Com pás, recipientes estéreis e um equipamento moderno para medir parâmetros ambientais, eles tentavam determinar quão resistentes os micro-organismos que habitavam ali eram em relação a bactérias de outros ambientes.

Após coletar centenas de bactérias endêmicas, eles descobriram que cerca de 20 eram totalmente desconhecidas e com características de “hiperresistência”, explicou Marcoleta à AFP.

Para determinar seu incrível poder de resistência, os cientistas cultivaram 12 amostras e as expuseram a diferentes tipos de antibióticos usados para tratar doenças infecciosas e metais que têm propriedades bactericidas, como o cobre, o arsênico ou o cádmio.

“Praticamente nenhum antibiótico causou efeito nestas bactérias. Têm muitas propriedades de resistência. Talvez esta resistência sirva em seu ambiente natural para resistir a outros compostos tóxicos”, disse Marcoleta.

“Muitas delas (bactérias) são multirresistentes a antibióticos clássicos ou têm produção de algum metabolito que estamos em processo de caracterização, que tem atividade antibiótica sobre algumas bactérias que têm interesse clínico”, acrescentou a doutora Varas.

Os cientistas se preocuparam com esta nova descoberta, pois “cada vez detectamos com maior frequência infecções por bactérias que são muito resistentes às substâncias que hoje em dia estão disponíveis para tratar estas infecções”, acrescentou Marcoleta.

As infecções por ‘superbactérias’ mataram 1,2 milhão de pessoas em 2019, segundo um estudo publicado em janeiro na prestigiosa revista médica britânica The Lancet.

Enquanto isso, a Organização Mundial da Saúde declarou uma crise sanitária mundial diante da resistência aos antimicrobianos e criou um grupo de trabalho para estudar tratamentos alternativos.

“Estas capacidades de resistência das bactérias antárticas poderiam ser adquiridas por bactérias patógenas (que causam doenças), uma situação que provocaria sérios problemas sanitários em nível global”, indica o estudo a respeito desta pesquisa publicada na revista Science of the Total Environment.

– As Pseudomonas –

Marcoleta detalha que entre as bactérias encontradas que causaram especial interesse estão as Pseudomonas, predominantes no solo da Península Antártica e parentes de outras que vivem em áreas urbanas, responsáveis por doenças graves como a fibrose cística.

Mas, como estas bactérias poderiam prejudicar o ser humano?

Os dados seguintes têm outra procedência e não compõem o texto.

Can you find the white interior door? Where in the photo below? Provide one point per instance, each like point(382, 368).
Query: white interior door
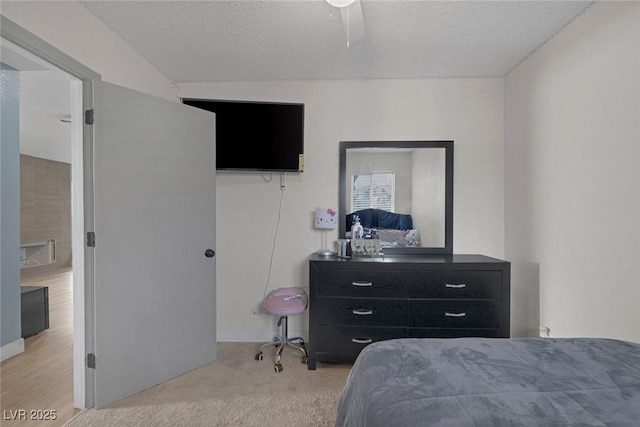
point(154, 195)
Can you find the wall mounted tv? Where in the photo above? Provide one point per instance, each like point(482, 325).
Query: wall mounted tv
point(257, 136)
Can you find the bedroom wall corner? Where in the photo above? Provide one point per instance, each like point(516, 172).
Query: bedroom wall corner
point(70, 27)
point(572, 169)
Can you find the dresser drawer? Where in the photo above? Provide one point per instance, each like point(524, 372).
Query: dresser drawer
point(349, 341)
point(457, 284)
point(361, 312)
point(361, 283)
point(455, 314)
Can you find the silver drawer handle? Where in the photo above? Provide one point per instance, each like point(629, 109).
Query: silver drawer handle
point(362, 283)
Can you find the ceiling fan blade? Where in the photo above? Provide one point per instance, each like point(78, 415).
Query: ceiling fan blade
point(353, 21)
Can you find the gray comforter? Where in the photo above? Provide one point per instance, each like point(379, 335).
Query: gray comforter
point(493, 382)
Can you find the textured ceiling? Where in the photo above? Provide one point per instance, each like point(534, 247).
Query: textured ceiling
point(208, 41)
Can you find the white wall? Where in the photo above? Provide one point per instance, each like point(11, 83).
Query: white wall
point(71, 28)
point(470, 112)
point(572, 169)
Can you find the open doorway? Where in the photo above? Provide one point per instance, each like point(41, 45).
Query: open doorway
point(51, 234)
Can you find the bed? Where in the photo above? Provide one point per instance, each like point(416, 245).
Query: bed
point(493, 382)
point(394, 230)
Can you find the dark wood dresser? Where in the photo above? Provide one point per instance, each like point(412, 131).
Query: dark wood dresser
point(354, 302)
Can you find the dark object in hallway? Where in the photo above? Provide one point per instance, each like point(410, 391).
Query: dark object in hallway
point(35, 309)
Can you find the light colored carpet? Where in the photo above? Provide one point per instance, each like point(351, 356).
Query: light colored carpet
point(236, 390)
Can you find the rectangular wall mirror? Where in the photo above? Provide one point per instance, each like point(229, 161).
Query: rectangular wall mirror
point(402, 190)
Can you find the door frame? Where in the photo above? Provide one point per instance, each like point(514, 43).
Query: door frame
point(82, 200)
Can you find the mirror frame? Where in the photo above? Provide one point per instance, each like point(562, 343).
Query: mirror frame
point(447, 249)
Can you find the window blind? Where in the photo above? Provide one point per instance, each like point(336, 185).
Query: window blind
point(374, 190)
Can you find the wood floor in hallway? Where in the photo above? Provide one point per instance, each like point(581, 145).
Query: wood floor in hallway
point(41, 378)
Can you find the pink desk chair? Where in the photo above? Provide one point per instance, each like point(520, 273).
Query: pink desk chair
point(284, 302)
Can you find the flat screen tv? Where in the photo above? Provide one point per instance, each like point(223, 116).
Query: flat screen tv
point(256, 136)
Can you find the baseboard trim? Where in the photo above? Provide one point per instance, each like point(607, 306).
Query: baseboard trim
point(12, 349)
point(255, 336)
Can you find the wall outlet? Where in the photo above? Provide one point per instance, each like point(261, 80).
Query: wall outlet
point(256, 310)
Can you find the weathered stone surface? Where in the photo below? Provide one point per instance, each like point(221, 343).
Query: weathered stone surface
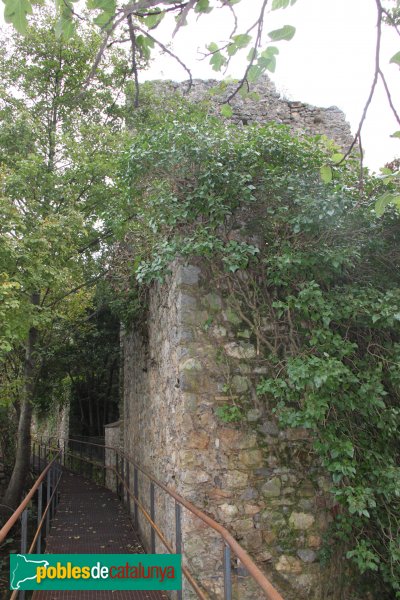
point(251, 458)
point(187, 275)
point(239, 384)
point(236, 439)
point(231, 316)
point(228, 512)
point(301, 520)
point(314, 541)
point(198, 440)
point(191, 364)
point(288, 564)
point(213, 301)
point(272, 488)
point(194, 476)
point(251, 509)
point(269, 427)
point(235, 479)
point(240, 350)
point(197, 355)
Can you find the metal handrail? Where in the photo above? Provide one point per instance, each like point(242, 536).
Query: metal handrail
point(43, 515)
point(230, 544)
point(18, 512)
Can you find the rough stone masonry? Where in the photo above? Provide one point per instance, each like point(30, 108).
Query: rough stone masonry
point(260, 482)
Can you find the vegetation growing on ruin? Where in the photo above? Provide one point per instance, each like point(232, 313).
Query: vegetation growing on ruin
point(315, 260)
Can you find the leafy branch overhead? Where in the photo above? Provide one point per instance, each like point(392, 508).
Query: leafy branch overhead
point(135, 22)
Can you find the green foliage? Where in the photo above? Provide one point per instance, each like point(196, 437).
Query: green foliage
point(327, 272)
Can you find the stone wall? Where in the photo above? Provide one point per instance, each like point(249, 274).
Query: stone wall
point(55, 424)
point(113, 438)
point(270, 107)
point(261, 483)
point(192, 355)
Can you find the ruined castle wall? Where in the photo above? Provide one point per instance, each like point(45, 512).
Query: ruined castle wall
point(270, 106)
point(258, 481)
point(193, 355)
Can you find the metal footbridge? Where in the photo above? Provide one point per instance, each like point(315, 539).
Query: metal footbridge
point(75, 512)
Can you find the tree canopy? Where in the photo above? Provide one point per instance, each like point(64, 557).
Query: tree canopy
point(58, 162)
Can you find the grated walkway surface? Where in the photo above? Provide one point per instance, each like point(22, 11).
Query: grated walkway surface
point(91, 520)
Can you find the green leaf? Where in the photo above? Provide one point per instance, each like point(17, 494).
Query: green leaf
point(217, 61)
point(203, 6)
point(284, 33)
point(282, 3)
point(65, 25)
point(232, 49)
point(396, 58)
point(254, 73)
point(153, 20)
point(385, 200)
point(337, 157)
point(242, 40)
point(267, 60)
point(326, 174)
point(16, 12)
point(226, 111)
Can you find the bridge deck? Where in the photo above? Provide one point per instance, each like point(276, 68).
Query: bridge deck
point(91, 520)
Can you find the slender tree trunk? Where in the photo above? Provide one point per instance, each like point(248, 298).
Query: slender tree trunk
point(13, 494)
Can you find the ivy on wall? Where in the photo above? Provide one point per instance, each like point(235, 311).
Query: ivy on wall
point(319, 265)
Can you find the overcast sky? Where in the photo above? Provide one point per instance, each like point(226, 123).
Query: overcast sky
point(330, 61)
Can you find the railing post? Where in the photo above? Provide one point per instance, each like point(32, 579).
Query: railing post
point(24, 542)
point(54, 477)
point(128, 497)
point(104, 466)
point(40, 504)
point(91, 462)
point(80, 457)
point(136, 496)
point(116, 473)
point(178, 537)
point(24, 531)
point(47, 504)
point(152, 515)
point(227, 573)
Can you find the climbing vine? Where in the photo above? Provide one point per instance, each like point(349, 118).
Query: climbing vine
point(313, 271)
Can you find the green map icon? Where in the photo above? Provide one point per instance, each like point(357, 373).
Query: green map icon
point(23, 570)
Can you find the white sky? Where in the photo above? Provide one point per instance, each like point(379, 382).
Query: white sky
point(330, 61)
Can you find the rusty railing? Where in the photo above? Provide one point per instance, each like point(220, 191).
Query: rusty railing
point(48, 482)
point(97, 460)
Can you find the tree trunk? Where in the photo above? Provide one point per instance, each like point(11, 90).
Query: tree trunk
point(13, 494)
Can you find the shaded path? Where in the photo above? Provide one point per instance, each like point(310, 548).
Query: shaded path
point(91, 520)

“Felizmente, tudo indica que as ditas Pseudomonas antárticas não são patógenas, mas sim, poderiam atuar como fonte de genes de resistência e ser transferidas com relativa facilidade a Pseudomonas patogênicas”, acrescenta o estudo.

Neste caso, adverte, “teríamos um problema sanitário porque haveria novos genes de resistência que estariam contribuindo para esta crise de resistência aos antimicrobianos”.

Especialistas afirmam que saber detalhes sobre os genes destas bactérias presentes na Antártida também ajudariam no desenho de possíveis novos antibióticos.

– Bactérias e mudanças climáticas –

Os cientistas começaram um novo estudo no qual buscam determinar como estas bactérias poderiam ser transportadas da Antártida para o resto do mundo.

“A península antártica, onde continuaremos pesquisando, é uma das áreas mais afetadas pelo degelo provocado pelas mudanças climáticas”, afirma Marcoleta.

Ano a ano e em um ritmo intenso, solos estão descongelando e deixando expostos reservatórios de genes de resistência.

Os pesquisadores pretendem determinar como esta situação impacta as bactérias e se sua informação genética poderia se disseminar por plantas ou animais que estejam ali.